O yüzden evvela, sanal alemde de rasgele, öylesine, gelişigüzel kullanımın, sadece eğlenme ve vakit geçirmeye indirgenmiş bir amaçsızlığın, mizansızlığın, ölçüsüzlüğün, belirsizliğin felaket olduğu gerçeği ile hareket edilmeli.
Bediüzzaman’ın "Gaye-i hayal olmazsa veyahut nisyan veya tenâsi edilse, ezhan enelere dönüp etrafında gezerler" sözüyle vurguladığı gibi; doğru hedeflere, ideallere, hayallere, sevdalara odaklanmayan zihnin bencilliği ortaya çıkaracağı unutulmamalı.
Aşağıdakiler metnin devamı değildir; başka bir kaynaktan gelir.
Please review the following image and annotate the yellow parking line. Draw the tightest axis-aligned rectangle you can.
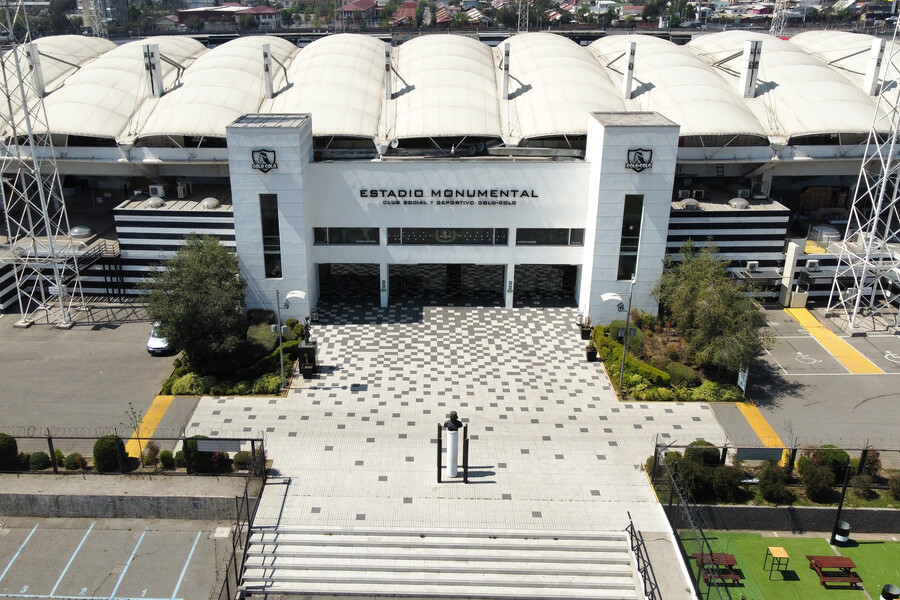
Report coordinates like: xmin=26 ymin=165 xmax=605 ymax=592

İkincisi, mahremiyet/özel alanla ilgili şuur, mutlaka yaygın pratiğe dönüştürülmeli. Bu, seferberlik ilan edilecek seviyede önemsenmeli. Bunun da, Allah’a ve ahiret gününe imanın takviyesiyle çok kolay kazandırılabileceği bilinmeli.
Neyin, nerede, niçin, ne kadar, nasıl ve kimlerle paylaşılması gerektiği hakkında kurumsal bir takip ve yerinde müdahale sistemi bile oluşturulabilir.
Üçüncüsü, kötülükleri azaltmanın en kolay yolunun iyilikleri artırmak olduğu prensibinden hareketle; hediye, ifşa, ilan, takdir, istihdam gibi birçok yöntemle faydalı paylaşımlar ödüllendirilmeli.
Dördüncüsü, kimden gelirse gelsin, toplumun inancı, örfü, kültürü ve ahlakıyla uyumlu olmayan yalan, hakaret, iftira ve fuhşiyat/müstehcenlik içeren bütün paylaşımlara anında engel olacak bir denetim aktif edilmeli.
Beşincisi, web tasarım, mobil yazılım ve robotik kodlama gibi bu sahadaki becerilerin artırılması, yeteneklerin geliştirilmesi ve katma değerinin yükseltilmesi teşvik edilmeli.